How Ratings are Affecting Money Market Funds

by Britta Hion, Director, BlackRock Investment Management

The 2007-2009 credit crisis brought about fundamental changes in the landscape for money market funds. Not least of these is the role and importance of Credit Ratings Agencies (CRAs). Regulators responded to a pre-crisis perceived over-reliance on CRAs in the securities industry and by investors by proposing laws that would specifically prohibit the reference to issuer ratings in legislation. In turn CRAs amended their credit matrices, or the scoring process they used to gauge the credit strength of issuers and their various instruments, often resulting in a downward shift in their credit assessments of specific counterparties. From a number of perspectives it has become arguably less likely that CRAs will continue to play as significant a role for the money market industry as they have done up to this point.

In our view CRAs are important as an information point to the investment process for both asset managers and clients but should be viewed as just one component in a process that should include dialogue and partnership between an asset manager and a money market fund investor.

A confluence of factors has led to a difficult investing environment as cash investors seek to find balance between their quest for stability, liquidity and yield. In this article, we explore what the impact has been on money market funds (MMFs) and options that may help cash investors find relief in this challenging environment.

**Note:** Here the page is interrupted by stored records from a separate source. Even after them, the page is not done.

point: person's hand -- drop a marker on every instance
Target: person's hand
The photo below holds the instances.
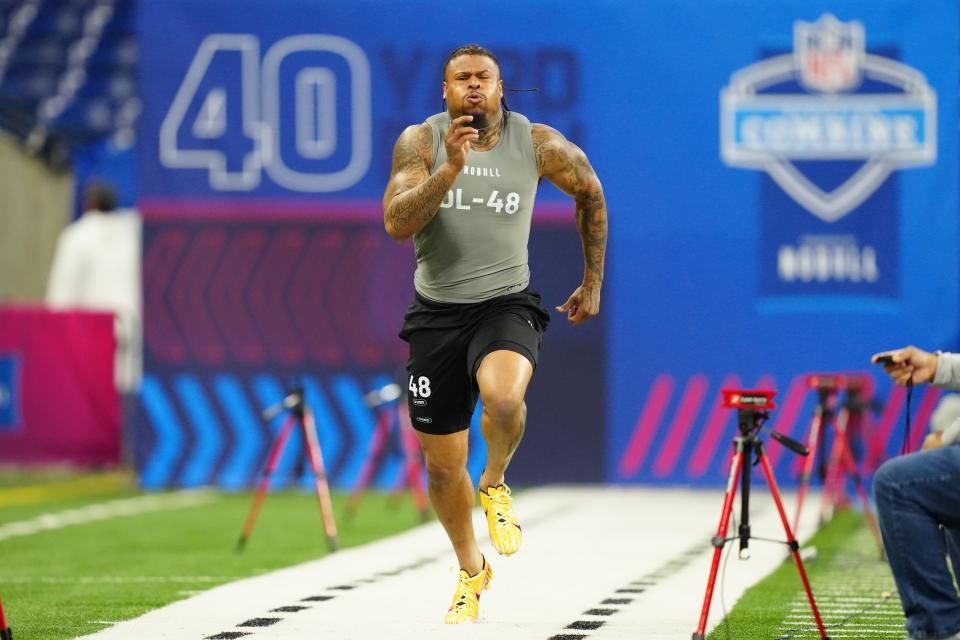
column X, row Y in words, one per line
column 909, row 364
column 933, row 441
column 583, row 304
column 457, row 141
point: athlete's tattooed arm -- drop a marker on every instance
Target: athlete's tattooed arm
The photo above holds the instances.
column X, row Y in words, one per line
column 566, row 166
column 413, row 195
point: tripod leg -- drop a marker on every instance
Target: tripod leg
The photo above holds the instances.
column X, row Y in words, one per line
column 275, row 451
column 815, row 427
column 719, row 540
column 854, row 472
column 377, row 445
column 833, row 492
column 791, row 540
column 323, row 490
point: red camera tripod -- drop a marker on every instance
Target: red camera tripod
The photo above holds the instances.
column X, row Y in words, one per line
column 300, row 415
column 840, row 463
column 753, row 409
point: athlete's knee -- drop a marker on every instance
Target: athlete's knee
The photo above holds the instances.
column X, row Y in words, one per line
column 506, row 410
column 442, row 471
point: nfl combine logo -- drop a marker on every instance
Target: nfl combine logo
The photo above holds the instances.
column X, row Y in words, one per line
column 828, row 122
column 892, row 125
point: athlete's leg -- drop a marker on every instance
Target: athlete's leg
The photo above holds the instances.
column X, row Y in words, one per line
column 503, row 377
column 451, row 493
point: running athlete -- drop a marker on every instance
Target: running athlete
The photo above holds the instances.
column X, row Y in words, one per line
column 463, row 185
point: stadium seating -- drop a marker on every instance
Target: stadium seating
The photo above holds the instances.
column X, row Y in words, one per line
column 68, row 74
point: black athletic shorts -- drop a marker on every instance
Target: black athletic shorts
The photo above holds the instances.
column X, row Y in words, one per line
column 447, row 344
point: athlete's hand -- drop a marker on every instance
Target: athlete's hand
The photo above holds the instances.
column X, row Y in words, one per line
column 933, row 441
column 583, row 304
column 457, row 141
column 909, row 364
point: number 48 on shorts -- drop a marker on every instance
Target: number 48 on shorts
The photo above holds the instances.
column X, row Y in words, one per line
column 420, row 388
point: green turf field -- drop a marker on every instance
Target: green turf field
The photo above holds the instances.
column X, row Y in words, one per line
column 853, row 587
column 80, row 578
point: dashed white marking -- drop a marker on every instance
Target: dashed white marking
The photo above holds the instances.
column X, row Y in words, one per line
column 581, row 545
column 104, row 511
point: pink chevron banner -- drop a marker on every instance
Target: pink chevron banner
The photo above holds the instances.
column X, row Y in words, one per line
column 59, row 388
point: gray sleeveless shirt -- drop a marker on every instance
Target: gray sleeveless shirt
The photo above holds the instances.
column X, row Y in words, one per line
column 475, row 248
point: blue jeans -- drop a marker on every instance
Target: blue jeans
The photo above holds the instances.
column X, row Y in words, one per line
column 915, row 495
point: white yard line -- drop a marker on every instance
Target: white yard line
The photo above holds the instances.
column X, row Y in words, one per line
column 105, row 511
column 610, row 563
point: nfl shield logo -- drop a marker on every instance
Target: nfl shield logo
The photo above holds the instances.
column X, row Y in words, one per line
column 829, row 54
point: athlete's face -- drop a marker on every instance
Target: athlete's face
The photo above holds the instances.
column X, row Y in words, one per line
column 472, row 85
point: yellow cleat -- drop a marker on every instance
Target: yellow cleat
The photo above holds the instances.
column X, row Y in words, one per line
column 466, row 600
column 505, row 532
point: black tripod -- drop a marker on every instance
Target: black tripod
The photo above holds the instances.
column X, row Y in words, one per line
column 301, row 416
column 752, row 411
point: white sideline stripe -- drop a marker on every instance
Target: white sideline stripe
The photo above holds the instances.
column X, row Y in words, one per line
column 581, row 545
column 104, row 511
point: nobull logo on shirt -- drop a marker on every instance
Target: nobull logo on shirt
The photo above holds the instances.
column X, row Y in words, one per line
column 829, row 123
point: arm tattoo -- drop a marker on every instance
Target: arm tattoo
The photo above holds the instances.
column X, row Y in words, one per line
column 413, row 195
column 566, row 166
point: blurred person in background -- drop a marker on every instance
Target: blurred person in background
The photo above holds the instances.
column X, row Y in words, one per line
column 96, row 267
column 918, row 505
column 462, row 185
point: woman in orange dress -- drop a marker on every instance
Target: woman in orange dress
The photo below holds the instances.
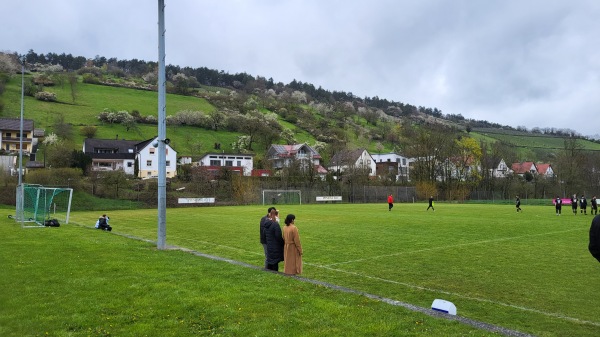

Current market and background

The current economic climate has caused investing in the short-term markets to be increasingly challenging. Whether for an MMF portfolio manager or a corporate treasurer investing directly in the markets, it has never been harder to invest cash assets whilst aiming to achieve flat or positive yields. This situation has arisen due to a number of factors:

1) Diminishing Supply: Over the last year there has been a decreasing supply of eligible money market instruments particularly from the banking sector, most notably in maturities under one year. This is primarily due to the two LTROs (Long-term Refinancing Operations) which have funded the banks for three years, meaning decreasing bank appetite for cash balances. In addition, there are pending regulatory changes - like Basel III - which incentivise banks to terming out their funding.

2) Credit Deterioration: It would be hard to not have noticed the plethora of ratings downgrades that have taken place in the last year. In fact, there is no longer a bank in the UK that carries an AAA rating, which has led to a single-A banking universe. Western European banks and financials in the investment grade space were downgraded at a rate of 22 to 1 by Moody’s in 2012. For Standard & Poor’s the figure is 10 to 1 over the same period. Many treasurers and MMFs have had to amend their investment guidelines by either reducing their % allocation to lower rated counterparties or by removing some counterparties from their approved list. Credit deterioration further exacerbates the challenges in supply due to these requirements.

3) Prolonged low interest rates: In July 2012 the European Central Bank (ECB) cut the deposit rate to an unprecedented level of 0.00%, with the UK also having the lowest interest rates since records began at 0.50%. Market indicators tell us that this yield environment is expected to continue, impacting investors in the short-term markets.